Pour Costis Maglaras, directeur de recherche à la Graduate School of Business de l’université de Columbia, “les marchés sont beaucoup plus efficaces aujourd’hui qu’il y a 20 ans”.

A l’époque, fait-il valoir, “il fallait passer par de nombreux intermédiaires et les coûts de transaction étaient élevés”.

Quant aux risques, M. Maglaras estime que, malgré l’exemple de Knight, la probabilité d’erreur est moindre qu’avant l’avènement de l’électronique.

Il souligne également qu’il existe maintenant, au sein des firmes utilisant ces algorithmes et au niveau des plateformes d’échange, des coupe-circuits capables d’empêcher un dérapage à grande échelle. “Parfois, cela prend quelques millièmes de seconde, parfois quelques minutes”, comme pour Knight.

Pour autant, plusieurs publications universitaires récentes sont venues relativiser les avantages que procure le trading haute fréquence aux investisseurs.

Selon Pierre-Cyrille Hautcoeur, professeur à l’Ecole d’économie de Paris, l’amélioration des prix ne bénéficie qu’à une poignée d’intervenants, mais pas aux petits investisseurs.

Pour M. Hautcoeur, qui partage la préoccupation de Mary Schapiro, l’enjeu est de maintenir la confiance des investisseurs dans le marché, quelle que soit leur taille.

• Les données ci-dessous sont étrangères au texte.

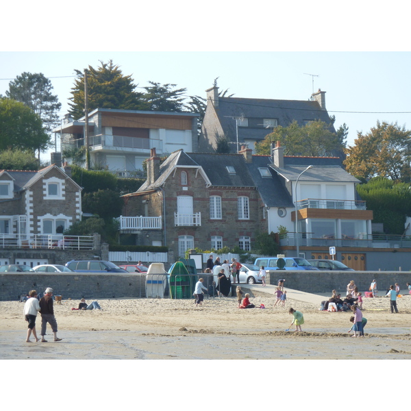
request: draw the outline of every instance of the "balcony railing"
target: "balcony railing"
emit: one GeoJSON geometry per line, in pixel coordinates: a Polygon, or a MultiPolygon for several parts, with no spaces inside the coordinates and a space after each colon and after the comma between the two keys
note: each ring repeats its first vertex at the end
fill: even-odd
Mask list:
{"type": "Polygon", "coordinates": [[[93,148],[101,146],[104,148],[121,147],[138,150],[146,149],[147,151],[155,148],[158,153],[162,151],[162,141],[153,138],[97,134],[89,137],[89,142],[90,146],[93,148]]]}
{"type": "Polygon", "coordinates": [[[0,248],[94,249],[92,236],[0,234],[0,248]]]}
{"type": "MultiPolygon", "coordinates": [[[[358,238],[344,236],[316,238],[314,233],[299,233],[298,244],[300,247],[347,247],[367,248],[410,248],[411,236],[388,236],[382,234],[359,235],[358,238]]],[[[288,232],[280,236],[282,247],[295,247],[295,233],[288,232]]]]}
{"type": "Polygon", "coordinates": [[[134,217],[125,217],[120,216],[120,229],[161,229],[162,216],[143,217],[142,216],[134,217]]]}
{"type": "Polygon", "coordinates": [[[180,214],[174,213],[174,225],[201,225],[201,213],[196,212],[195,214],[180,214]]]}
{"type": "Polygon", "coordinates": [[[305,199],[297,202],[299,210],[301,208],[323,208],[328,210],[366,210],[366,202],[356,200],[333,200],[305,199]]]}

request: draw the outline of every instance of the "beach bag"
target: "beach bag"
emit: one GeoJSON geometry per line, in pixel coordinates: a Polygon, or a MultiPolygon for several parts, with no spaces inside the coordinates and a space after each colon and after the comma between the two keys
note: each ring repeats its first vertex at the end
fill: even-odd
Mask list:
{"type": "Polygon", "coordinates": [[[328,303],[328,311],[331,312],[336,312],[337,310],[337,306],[336,306],[335,303],[328,303]]]}

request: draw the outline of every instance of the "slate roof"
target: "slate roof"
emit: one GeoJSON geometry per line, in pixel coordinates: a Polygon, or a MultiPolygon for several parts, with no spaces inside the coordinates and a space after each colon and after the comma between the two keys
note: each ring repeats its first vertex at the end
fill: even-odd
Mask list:
{"type": "MultiPolygon", "coordinates": [[[[216,108],[220,123],[231,140],[236,137],[236,121],[234,118],[277,119],[278,125],[286,127],[294,120],[301,126],[307,121],[321,120],[330,123],[327,110],[321,109],[316,101],[271,100],[266,99],[242,99],[219,97],[216,108]]],[[[263,140],[270,130],[260,127],[238,127],[238,140],[245,138],[263,140]]],[[[335,132],[334,127],[332,130],[335,132]]]]}

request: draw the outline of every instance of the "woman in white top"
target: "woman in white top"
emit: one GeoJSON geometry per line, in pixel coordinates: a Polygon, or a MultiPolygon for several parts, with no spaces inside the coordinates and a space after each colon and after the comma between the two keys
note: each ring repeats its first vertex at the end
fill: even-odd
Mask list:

Or, l’épisode Knight, au même titre que celui du “Flash Crash” qui avait vu l’indice Dow Jones s’effondrer de près de 1.000 points en quelques minutes le 6 mai 2010, à la suite d’un ordre mal formulé, pose question. “A certains égards, on a l’impression que la fiabilité est moindre”, observe-t-il.

Mme Schapiro a indiqué avoir demandé à ses collaborateurs de lui faire rapidement des propositions concrètes sur le sujet.